FAA Outage and the Importance of Software Testing
On Saturday, the Federal Aviation Administration (FAA) experienced an outage that caused over 450 cancellations up and down the east coast. Early speculation points to a couple possibilities that might have caused the outage; either a recent software update that caused the system to crash or an automation failure.
In either case, the outage highlights the need for a disaster recovery plan that quickly recovers the production environment when something goes wrong. Studies show that human error, power outages, and software updates are the more likely cause of data center disruptions as opposed to natural disasters and weather related instances.

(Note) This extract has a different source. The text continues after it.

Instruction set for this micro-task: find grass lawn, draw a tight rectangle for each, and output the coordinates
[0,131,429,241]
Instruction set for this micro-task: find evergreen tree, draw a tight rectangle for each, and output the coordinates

Disaster preparedness is a combination of many components, and for a system as critical as the one the FAA was attempting it is critical to formally test the upgrade in a test environment and have your rollback plan thoroughly tested.
For software as critical as the FAA was rolling out, there has to be an additional level of effort for the safest architecture for preventing surprises in production. Software rollout has to be systematic and should have at least three separate parallel environments:
Sandbox Testing: This is the first, more open to testing environment. You are trying to get the software installed and functioning. It is not intended to be for interoperability testing with other systems.
Quality and Interoperability Testing: This is a parallel environment that is maintained just like the production environment. This environment is an exact duplicate of the production environment. The only difference is production end users aren’t adding data to databases. This environment follows the processes and practices of the production environment, including the change control process. Software interoperability is tested for an extended period of time along with other production systems. This is where you discover issues with updates or automation steps that fail. Here is also where you test the rollback with Zerto Virtual Replication (ZVR) in case something goes totally wrong.
Production Environment: After the software is thoroughly tested in the first two environments, the production rollout should follow a more predictable pattern that emulates the rollout in the Quality and Interoperability Testing lab.
During the rollout planning, you define conditions that are triggers to rollback. If something doesn’t work as expected or what you saw in the Quality and Integration lab, it should trigger a rollback. This is not the time to be a cowboy or a hero.
Whether it was a system crash from a software upgrade or an automation failure, disasters do happen in the production environment and they are most often caused by human error. Being prepared for when they happen is as important to be ready for as the benefits you hope to gain with an upgrade. Production outage isn’t better than a functioning system even if it is outdated. Integrating ZVR in your software rollout testing is a great way to improve the quality of your software rollouts. With our hypervisor-based replication users are able to recovery to a specific point in time, before the system was corrupted, (or possibly in this case before the software was updated), and have their data center back up and running with aggressive RPO and RTO standards.